HE following night was a cloudless, moonlit one, and restlessly and heart-sore Helen walked the upper floor of the veranda, her eyes constantly bent on the street leading past Dwight's on to the centre of the town. The greater part of the day she had spent with Linda, trying to pacify her and rouse the hope that Pete would not be implicated in the trouble in the mountains. Helen had gone down to Carson's office about noon, feeling vaguely that he could advise her better than any one else in the grave situation. She had found Garner seated at his desk, bent over a law-book, a studious expression on his face. Seeing her in the doorway, he sprang up gallantly and proffered a rickety chair, from which he had hastily dumped a pile of old newspapers.

“Is Carson in?” she asked, sitting down.

“Oh no, he's gone over to the farm,” Garner said. “I couldn't hold him here after he heard of the trouble. You see, Miss Helen, he thinks, from a few things picked up, that Pete is likely to be suspected and be roughly handled, and, you know, as he was partly the cause of the boy's going there, he naturally would feel—”
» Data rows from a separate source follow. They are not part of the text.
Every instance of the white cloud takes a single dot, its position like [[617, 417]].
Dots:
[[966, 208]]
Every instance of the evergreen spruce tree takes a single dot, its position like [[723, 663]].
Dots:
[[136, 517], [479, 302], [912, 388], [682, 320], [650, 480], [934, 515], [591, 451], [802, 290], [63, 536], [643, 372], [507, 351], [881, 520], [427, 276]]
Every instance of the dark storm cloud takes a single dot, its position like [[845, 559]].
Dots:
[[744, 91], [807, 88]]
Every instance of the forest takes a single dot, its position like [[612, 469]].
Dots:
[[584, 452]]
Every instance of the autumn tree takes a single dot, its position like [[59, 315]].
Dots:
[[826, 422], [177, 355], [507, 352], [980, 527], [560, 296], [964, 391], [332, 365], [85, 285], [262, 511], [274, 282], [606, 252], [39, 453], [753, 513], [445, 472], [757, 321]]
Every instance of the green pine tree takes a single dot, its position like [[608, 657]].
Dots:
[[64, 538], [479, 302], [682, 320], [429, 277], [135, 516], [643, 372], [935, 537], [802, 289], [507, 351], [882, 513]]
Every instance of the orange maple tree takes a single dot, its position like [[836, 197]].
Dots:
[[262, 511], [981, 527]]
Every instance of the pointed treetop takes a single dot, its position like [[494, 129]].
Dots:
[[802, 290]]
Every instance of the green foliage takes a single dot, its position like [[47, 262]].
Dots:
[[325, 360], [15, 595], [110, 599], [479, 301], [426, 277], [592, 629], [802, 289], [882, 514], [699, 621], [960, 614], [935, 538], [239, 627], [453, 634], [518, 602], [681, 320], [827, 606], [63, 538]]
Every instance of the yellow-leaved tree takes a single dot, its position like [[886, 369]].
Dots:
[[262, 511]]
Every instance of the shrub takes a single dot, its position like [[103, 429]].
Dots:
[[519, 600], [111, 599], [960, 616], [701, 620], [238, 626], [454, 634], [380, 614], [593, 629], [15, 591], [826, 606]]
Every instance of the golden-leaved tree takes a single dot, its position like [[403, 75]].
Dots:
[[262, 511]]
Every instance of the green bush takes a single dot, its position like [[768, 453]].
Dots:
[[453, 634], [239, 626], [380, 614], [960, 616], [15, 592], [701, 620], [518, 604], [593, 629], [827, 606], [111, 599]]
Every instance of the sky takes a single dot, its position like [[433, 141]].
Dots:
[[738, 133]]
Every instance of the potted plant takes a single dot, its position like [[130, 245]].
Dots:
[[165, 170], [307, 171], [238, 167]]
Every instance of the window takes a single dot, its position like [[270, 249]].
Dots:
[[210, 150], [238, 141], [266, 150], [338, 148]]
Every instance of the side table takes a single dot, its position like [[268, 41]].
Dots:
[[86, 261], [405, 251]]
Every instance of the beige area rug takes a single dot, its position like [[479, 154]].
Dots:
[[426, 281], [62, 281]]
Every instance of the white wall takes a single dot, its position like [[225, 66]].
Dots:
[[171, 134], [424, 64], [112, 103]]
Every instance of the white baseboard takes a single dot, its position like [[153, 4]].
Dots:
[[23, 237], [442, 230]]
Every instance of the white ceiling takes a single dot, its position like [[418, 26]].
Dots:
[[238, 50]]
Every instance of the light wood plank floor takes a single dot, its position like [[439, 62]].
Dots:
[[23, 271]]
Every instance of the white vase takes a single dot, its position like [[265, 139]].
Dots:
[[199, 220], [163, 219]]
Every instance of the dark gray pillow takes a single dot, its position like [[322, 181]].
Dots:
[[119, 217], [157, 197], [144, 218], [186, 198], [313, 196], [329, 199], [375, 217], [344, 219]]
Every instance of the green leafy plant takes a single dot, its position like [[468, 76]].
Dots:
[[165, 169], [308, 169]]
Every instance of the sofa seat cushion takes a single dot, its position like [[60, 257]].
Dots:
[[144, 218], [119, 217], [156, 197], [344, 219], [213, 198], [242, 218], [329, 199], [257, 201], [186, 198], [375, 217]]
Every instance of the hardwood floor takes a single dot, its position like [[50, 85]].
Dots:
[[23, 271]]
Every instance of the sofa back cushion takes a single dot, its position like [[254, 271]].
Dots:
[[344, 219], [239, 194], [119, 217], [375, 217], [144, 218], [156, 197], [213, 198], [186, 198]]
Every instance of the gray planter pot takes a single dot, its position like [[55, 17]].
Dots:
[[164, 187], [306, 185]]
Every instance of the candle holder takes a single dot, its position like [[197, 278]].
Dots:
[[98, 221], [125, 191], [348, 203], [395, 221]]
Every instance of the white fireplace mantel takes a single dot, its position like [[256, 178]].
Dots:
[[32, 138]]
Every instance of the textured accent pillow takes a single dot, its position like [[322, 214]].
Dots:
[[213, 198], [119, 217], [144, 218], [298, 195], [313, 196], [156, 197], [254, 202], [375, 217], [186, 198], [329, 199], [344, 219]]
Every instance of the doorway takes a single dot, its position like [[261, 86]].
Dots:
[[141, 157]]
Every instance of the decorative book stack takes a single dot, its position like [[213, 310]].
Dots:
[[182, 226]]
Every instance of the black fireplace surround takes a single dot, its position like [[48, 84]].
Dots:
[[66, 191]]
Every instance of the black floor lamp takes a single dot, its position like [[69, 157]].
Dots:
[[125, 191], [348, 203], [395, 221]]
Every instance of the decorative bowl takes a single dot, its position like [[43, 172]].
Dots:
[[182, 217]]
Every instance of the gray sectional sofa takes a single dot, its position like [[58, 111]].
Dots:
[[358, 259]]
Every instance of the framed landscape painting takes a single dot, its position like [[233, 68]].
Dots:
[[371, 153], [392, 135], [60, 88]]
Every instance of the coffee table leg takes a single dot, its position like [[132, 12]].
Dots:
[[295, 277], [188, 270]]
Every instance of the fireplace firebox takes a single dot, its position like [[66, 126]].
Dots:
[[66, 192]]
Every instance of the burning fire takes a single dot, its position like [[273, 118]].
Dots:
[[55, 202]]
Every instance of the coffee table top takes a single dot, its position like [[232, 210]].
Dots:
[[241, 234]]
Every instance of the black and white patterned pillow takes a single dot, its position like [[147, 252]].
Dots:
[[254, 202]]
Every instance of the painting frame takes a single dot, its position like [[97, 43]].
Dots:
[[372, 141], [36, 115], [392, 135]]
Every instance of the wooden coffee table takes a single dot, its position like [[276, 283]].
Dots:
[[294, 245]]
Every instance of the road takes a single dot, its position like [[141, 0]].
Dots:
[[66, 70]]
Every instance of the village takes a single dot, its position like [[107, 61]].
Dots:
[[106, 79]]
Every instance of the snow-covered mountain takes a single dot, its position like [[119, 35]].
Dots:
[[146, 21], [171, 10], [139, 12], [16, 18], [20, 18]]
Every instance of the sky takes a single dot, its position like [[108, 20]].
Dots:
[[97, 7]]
“I was the real cause of it,” the girl broke in, with a sigh and a troubled face. “We both thought it was for the best, and if it results in Pete's death I shall never forgive myself.”
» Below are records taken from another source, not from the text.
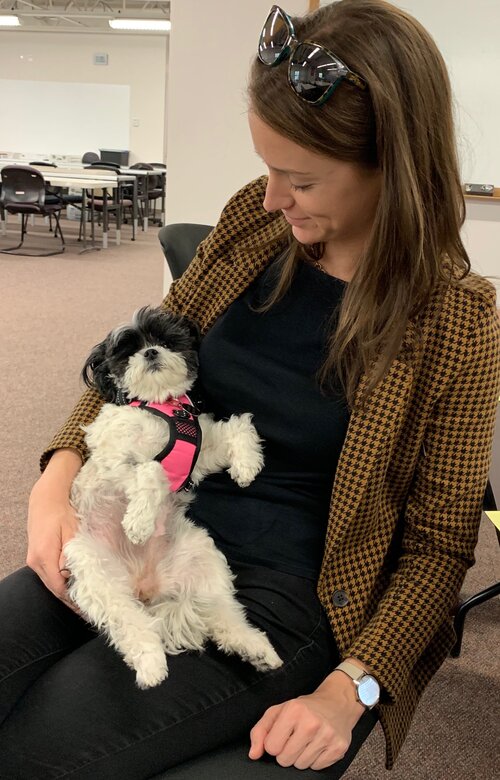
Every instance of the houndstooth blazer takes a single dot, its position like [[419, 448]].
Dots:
[[407, 497]]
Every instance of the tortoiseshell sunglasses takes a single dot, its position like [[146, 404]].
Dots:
[[313, 72]]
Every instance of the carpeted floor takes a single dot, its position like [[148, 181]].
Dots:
[[53, 310]]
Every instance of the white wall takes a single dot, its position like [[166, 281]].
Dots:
[[134, 60], [210, 154]]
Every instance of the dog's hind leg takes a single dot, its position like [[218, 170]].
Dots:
[[229, 628], [101, 588], [232, 444]]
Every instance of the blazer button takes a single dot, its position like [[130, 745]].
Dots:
[[340, 598]]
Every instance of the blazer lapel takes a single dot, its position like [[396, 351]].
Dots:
[[370, 437]]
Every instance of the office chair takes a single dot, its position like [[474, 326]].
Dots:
[[90, 157], [116, 204], [57, 194], [180, 242], [149, 189], [23, 192]]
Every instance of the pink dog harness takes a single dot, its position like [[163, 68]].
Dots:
[[179, 456]]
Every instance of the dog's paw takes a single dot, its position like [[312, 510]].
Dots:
[[251, 645], [246, 455], [243, 475], [151, 668], [265, 658]]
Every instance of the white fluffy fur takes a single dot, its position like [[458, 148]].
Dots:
[[142, 572]]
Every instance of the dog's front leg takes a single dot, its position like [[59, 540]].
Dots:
[[232, 444], [100, 586], [146, 489]]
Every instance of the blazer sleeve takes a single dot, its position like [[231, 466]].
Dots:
[[443, 512]]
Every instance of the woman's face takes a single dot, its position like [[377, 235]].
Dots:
[[323, 199]]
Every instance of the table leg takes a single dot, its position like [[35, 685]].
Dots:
[[105, 218], [135, 207], [163, 198], [146, 202], [118, 212]]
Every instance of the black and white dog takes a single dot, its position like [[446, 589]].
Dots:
[[141, 571]]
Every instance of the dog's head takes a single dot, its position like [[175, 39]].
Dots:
[[152, 359]]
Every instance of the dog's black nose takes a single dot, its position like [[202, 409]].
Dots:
[[151, 354]]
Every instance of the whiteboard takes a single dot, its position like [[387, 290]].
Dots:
[[56, 117], [467, 33]]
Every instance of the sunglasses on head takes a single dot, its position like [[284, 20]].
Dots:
[[313, 72]]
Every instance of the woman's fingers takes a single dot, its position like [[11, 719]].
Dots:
[[307, 732], [260, 731]]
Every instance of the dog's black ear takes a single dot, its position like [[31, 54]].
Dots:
[[95, 373], [194, 330]]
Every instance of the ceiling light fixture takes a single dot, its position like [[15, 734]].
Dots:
[[161, 25], [9, 21]]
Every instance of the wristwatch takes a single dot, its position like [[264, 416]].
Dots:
[[367, 687]]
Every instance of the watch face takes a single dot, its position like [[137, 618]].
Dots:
[[368, 691]]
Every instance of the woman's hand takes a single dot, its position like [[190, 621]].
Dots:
[[311, 731], [52, 521]]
“Oh, I wouldn't look at it that way,” Garner said. “You were both acting for what you thought was right. As I say, I tried my best to keep Carson from going over there to-day, but he would go. We almost had an open rupture over it. You see, Miss Helen, I have set my head on seeing him in the legislature, and he is eternally doing things that kill votes. There is not a thing in the category of political offences as fatal as this very thing. He's already taken Pete's part and abused the men who whipped him, and now that the boy is suspected of retaliating and killing the Johnsons, why, the people will—well, I wouldn't be one bit surprised to see them jump on Carson himself. Men infuriated like that haven't any more sense than mad dogs, and they won't stand for a white man opposing them. But, of course, you know why Carson is acting so recklessly.”

“I do? What do you mean, Mr. Garner?”

The lawyer smiled, wiped his facile mouth with his small white hand, and said, teasingly: “Why, you are at the bottom of it. Carson wants to save the boy simply because you are indirectly interested in him. That's the whole thing in a nutshell. He's been as mad as a wet hen ever since they whipped Pete, because he was the son of your old mammy, and now that the boy's in actual peril Carson has gone clean daft. Well, it's reported among the gossips about town that you turned him down, Miss Helen—like you did some of the balance of us presumptuous chaps that didn't know enough to keep our hearts where they belonged—but you sat on the best man in the bunch when you did it. It's me that's doing this talking.”